Pour in the tomatoes, beans and maple syrup. Stir to combine all the ingredients and bring to a simmer. Lower the heat to medium-low and simmer until all the flavors have melded and the beans and tomatoes have thickened up to your preferred consistency for chili, about 1 hour. Serve with the delicious cornbread and offer pickled peppers and onions, sour cream and grated cheese for toppings.
FLEISCHMANN’S® SIMPLY HOMEMADE® CAST IRON BROWN BUTTER AND JALAPEÑO CORNBREAD
A time-saving take on Ayesha’s Cast Iron Cornbread as seen in “The Seasoned Life”
1 box Fleischmann’s® Simply Homemade® Cornbread
⅔ c, buttermilk
⅓ c. of butter or margarine, melted
1 jalapeño, seeded and minced
4 tbsp. butter
½ c. brown sugar
Preheat oven to 375°F.
Add first four ingredients in bowl and mix well. Gently fold in jalapeño. Set aside bowl.
Heat a cast iron skillet at medium-high heat.
Add in 4 tablespoons of butter. Watch closely and stir until lightly browned. About 2-3 minutes. Remove from heat. Whisk in brown sugar with brown butter and leave in the pan. Pour the cornbread mix over the mixture. Make sure to smooth it out over the whole bottom of the pan.

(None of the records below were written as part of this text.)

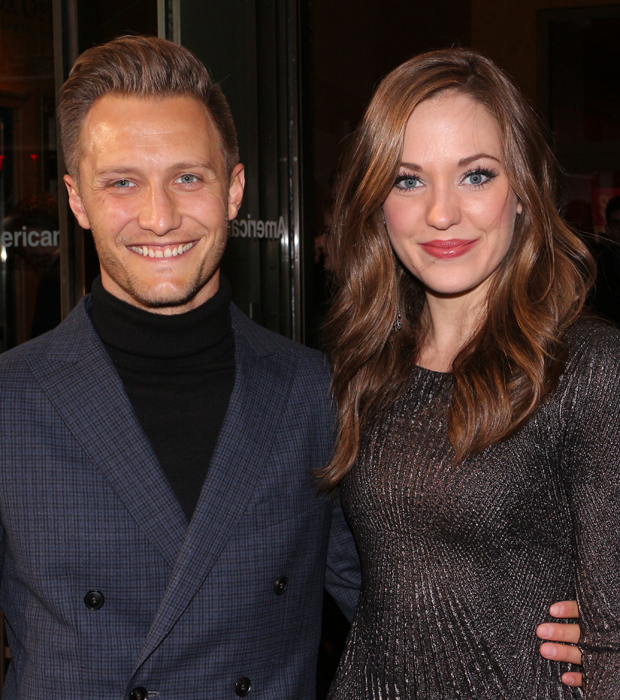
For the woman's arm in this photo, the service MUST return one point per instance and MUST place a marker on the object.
(590, 462)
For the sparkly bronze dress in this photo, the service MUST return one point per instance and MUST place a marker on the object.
(460, 563)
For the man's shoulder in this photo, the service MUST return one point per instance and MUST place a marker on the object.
(61, 343)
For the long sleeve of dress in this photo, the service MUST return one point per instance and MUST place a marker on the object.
(590, 416)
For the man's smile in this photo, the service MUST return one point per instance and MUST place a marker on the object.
(150, 251)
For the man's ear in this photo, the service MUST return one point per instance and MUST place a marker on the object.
(235, 190)
(75, 202)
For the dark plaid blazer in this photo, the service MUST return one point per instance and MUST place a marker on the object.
(104, 586)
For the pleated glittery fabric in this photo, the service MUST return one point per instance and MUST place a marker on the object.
(461, 562)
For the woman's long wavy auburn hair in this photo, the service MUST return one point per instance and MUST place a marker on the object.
(515, 358)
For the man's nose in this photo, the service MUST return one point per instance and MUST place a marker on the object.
(158, 211)
(443, 209)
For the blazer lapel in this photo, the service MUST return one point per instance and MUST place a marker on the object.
(79, 379)
(239, 457)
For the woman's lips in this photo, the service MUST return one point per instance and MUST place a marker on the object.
(446, 250)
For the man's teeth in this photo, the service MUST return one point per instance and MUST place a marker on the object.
(161, 252)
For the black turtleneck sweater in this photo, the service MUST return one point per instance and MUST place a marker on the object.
(178, 372)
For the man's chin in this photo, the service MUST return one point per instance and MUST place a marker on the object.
(170, 301)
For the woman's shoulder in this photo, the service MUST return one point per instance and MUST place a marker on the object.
(593, 345)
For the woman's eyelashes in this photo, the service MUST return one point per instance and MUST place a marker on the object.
(477, 177)
(406, 181)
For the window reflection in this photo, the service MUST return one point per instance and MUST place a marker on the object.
(29, 245)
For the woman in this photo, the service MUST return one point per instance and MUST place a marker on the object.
(478, 453)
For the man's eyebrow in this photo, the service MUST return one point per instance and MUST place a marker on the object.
(130, 169)
(463, 162)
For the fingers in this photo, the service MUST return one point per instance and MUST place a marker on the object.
(565, 608)
(558, 632)
(570, 678)
(560, 652)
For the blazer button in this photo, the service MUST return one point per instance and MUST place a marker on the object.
(138, 693)
(94, 600)
(243, 686)
(280, 585)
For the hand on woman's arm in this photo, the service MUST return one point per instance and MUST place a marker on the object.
(562, 632)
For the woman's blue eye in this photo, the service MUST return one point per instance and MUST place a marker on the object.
(478, 177)
(407, 182)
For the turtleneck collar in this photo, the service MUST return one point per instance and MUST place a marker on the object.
(133, 331)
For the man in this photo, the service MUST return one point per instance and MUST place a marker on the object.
(162, 536)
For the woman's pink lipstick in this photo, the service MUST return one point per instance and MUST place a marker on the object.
(446, 250)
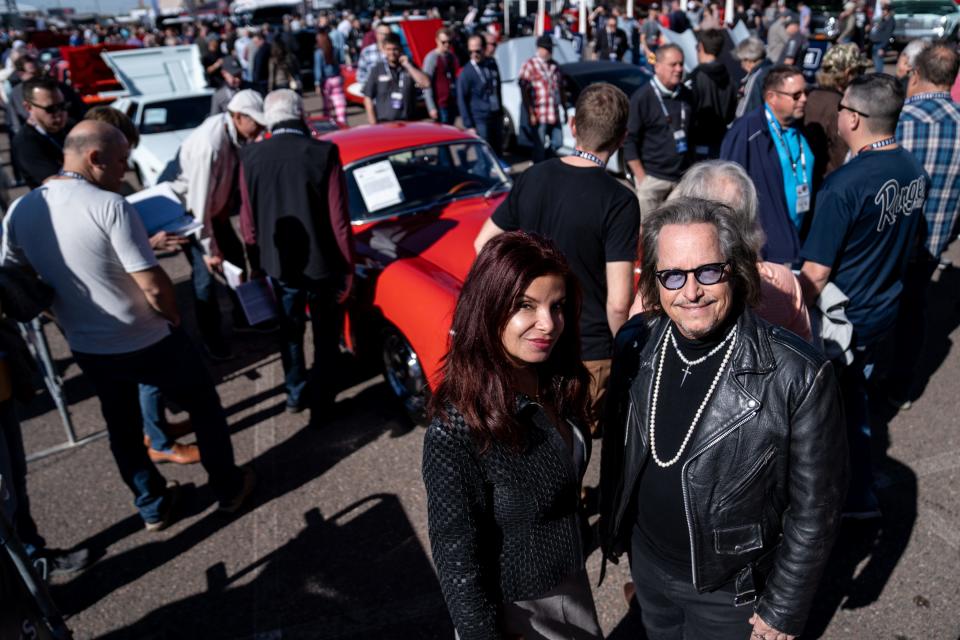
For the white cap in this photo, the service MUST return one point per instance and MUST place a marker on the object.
(249, 103)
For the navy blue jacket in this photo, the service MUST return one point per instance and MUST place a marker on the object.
(474, 96)
(748, 143)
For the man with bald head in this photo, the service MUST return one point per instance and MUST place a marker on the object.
(117, 308)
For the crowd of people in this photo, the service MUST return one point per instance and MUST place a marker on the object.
(786, 235)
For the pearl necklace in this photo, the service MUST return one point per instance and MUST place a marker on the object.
(699, 360)
(696, 418)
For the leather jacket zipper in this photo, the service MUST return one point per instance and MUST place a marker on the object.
(685, 491)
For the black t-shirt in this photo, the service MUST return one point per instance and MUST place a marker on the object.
(661, 525)
(392, 91)
(868, 220)
(592, 218)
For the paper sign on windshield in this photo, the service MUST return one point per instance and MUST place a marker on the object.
(155, 116)
(378, 185)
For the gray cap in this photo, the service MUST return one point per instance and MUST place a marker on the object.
(249, 103)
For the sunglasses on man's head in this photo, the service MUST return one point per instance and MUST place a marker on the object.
(53, 108)
(707, 274)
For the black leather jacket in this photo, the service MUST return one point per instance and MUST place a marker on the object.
(766, 476)
(503, 525)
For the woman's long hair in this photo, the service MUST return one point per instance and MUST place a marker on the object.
(477, 371)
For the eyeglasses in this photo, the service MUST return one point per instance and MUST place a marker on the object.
(708, 274)
(796, 95)
(841, 107)
(52, 109)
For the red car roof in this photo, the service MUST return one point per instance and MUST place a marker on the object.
(365, 141)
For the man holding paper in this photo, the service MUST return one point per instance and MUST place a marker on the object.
(295, 212)
(207, 183)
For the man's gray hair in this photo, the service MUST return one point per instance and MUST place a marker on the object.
(752, 50)
(727, 183)
(913, 49)
(734, 245)
(281, 105)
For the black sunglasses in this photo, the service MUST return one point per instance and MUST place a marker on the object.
(796, 95)
(53, 108)
(841, 107)
(708, 274)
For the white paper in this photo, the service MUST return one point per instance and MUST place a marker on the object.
(739, 33)
(232, 274)
(378, 185)
(687, 42)
(256, 299)
(161, 210)
(155, 116)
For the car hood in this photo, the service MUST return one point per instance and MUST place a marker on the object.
(444, 239)
(163, 146)
(156, 70)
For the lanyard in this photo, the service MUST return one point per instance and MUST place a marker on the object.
(793, 161)
(71, 174)
(281, 131)
(666, 114)
(879, 144)
(586, 155)
(390, 72)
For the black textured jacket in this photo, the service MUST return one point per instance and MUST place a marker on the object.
(503, 525)
(766, 475)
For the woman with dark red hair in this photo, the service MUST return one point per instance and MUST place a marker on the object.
(505, 453)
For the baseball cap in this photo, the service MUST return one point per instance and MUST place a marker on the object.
(231, 66)
(249, 103)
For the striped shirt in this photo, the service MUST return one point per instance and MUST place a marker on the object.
(929, 128)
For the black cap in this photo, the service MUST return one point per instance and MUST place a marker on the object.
(232, 66)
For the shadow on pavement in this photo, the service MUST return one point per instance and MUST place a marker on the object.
(294, 462)
(359, 573)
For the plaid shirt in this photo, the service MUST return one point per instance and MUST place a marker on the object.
(544, 79)
(929, 128)
(370, 57)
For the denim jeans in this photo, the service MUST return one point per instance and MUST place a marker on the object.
(13, 469)
(152, 406)
(326, 320)
(174, 366)
(206, 306)
(853, 388)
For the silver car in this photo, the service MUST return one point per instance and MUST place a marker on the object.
(913, 19)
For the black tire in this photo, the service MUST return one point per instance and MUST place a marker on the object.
(404, 375)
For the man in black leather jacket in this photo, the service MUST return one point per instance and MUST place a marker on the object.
(724, 462)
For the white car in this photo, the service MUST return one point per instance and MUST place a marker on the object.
(166, 96)
(576, 76)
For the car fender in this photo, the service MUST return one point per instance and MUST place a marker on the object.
(418, 299)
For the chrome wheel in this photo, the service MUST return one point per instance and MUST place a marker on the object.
(404, 374)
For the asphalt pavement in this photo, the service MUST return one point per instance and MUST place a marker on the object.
(335, 543)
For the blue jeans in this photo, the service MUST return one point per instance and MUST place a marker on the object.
(853, 388)
(152, 406)
(326, 320)
(174, 366)
(13, 469)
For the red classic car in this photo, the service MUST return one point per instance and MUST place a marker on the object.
(419, 193)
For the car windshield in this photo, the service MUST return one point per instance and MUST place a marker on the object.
(628, 79)
(416, 179)
(913, 8)
(174, 115)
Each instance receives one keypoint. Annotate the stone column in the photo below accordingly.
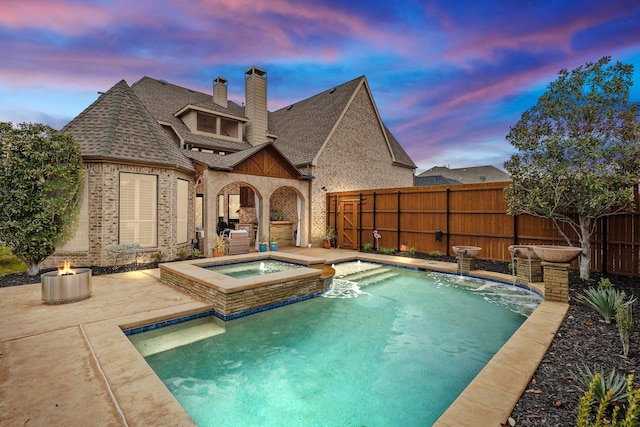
(556, 281)
(466, 263)
(528, 271)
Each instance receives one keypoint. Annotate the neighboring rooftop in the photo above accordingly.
(470, 175)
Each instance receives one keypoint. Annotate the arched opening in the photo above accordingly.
(237, 209)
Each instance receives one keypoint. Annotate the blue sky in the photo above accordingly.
(449, 77)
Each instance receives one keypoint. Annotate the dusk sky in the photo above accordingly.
(449, 77)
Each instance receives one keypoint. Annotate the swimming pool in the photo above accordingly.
(397, 353)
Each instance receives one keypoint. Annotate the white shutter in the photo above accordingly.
(138, 209)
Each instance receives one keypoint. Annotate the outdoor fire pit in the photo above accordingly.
(66, 285)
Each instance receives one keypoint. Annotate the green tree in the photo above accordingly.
(40, 187)
(579, 152)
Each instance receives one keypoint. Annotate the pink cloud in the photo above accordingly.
(72, 18)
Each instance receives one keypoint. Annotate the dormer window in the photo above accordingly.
(219, 126)
(207, 123)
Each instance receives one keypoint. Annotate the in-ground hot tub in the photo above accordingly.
(236, 297)
(66, 286)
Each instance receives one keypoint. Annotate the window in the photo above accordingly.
(247, 197)
(207, 123)
(138, 209)
(182, 210)
(234, 207)
(228, 128)
(80, 240)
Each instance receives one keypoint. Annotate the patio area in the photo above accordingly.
(71, 364)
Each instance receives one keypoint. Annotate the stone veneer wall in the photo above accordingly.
(465, 264)
(104, 184)
(356, 157)
(556, 282)
(228, 304)
(528, 271)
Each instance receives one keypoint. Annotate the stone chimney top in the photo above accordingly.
(220, 91)
(256, 105)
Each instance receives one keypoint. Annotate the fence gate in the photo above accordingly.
(348, 224)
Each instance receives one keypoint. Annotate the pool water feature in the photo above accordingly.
(240, 270)
(397, 353)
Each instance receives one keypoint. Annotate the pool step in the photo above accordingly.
(372, 275)
(376, 278)
(181, 334)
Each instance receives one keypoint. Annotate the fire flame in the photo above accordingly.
(66, 269)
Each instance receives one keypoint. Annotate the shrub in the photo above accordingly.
(614, 382)
(123, 253)
(604, 299)
(631, 416)
(41, 175)
(624, 322)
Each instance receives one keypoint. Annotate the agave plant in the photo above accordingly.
(604, 300)
(615, 382)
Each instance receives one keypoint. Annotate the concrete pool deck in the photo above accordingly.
(71, 364)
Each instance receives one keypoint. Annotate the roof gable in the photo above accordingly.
(165, 100)
(305, 127)
(118, 127)
(472, 174)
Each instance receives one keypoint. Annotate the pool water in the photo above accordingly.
(240, 270)
(396, 350)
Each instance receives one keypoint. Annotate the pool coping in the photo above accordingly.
(124, 389)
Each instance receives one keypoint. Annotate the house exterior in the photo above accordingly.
(167, 166)
(472, 175)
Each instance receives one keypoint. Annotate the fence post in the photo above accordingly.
(605, 245)
(335, 223)
(398, 213)
(374, 211)
(360, 221)
(447, 221)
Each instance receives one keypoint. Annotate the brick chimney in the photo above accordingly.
(256, 105)
(220, 91)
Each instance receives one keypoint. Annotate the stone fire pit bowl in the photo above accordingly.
(66, 288)
(523, 251)
(471, 251)
(558, 254)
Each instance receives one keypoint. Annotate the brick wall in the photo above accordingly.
(104, 183)
(356, 157)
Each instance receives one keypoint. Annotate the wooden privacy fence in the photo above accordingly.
(435, 218)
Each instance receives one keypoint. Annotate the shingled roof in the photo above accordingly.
(164, 100)
(470, 175)
(302, 128)
(118, 127)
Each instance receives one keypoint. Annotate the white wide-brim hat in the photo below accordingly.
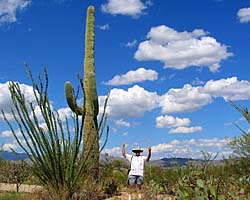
(137, 149)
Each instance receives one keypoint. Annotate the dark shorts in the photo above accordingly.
(135, 180)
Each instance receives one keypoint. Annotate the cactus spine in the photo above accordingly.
(89, 111)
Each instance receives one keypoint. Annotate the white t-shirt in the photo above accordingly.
(137, 164)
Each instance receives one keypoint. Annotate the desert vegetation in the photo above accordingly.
(65, 161)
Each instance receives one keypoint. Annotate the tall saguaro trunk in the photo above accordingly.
(91, 140)
(90, 108)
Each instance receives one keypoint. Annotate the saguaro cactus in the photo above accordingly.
(89, 110)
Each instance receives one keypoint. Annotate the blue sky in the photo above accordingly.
(170, 67)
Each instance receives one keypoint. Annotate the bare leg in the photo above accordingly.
(130, 191)
(139, 191)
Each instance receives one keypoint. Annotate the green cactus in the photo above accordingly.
(89, 110)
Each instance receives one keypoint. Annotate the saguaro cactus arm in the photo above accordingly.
(71, 99)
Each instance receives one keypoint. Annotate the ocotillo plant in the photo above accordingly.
(90, 108)
(52, 147)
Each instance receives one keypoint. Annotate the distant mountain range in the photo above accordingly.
(104, 158)
(6, 155)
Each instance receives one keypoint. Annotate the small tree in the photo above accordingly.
(15, 172)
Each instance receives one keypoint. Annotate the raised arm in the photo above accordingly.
(149, 154)
(123, 151)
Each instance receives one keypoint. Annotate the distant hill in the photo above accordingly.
(105, 158)
(6, 155)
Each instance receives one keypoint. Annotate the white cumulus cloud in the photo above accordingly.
(190, 148)
(131, 103)
(186, 130)
(9, 9)
(229, 88)
(121, 122)
(170, 121)
(244, 15)
(136, 76)
(132, 8)
(180, 50)
(184, 99)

Place the cast iron skillet into the oven for 25-30 minutes. Or until lightly browned at the top.
Once done remove from the oven and allow to cool. Top with maple butter while warm, if desired.
1 tbsp. maple syrup
1 tsp. butter
Mix 1 tablespoon melted butter and 1 tablespoon maple syrup in small bowl. Lightly brush the top of the warm cornbread with mixture.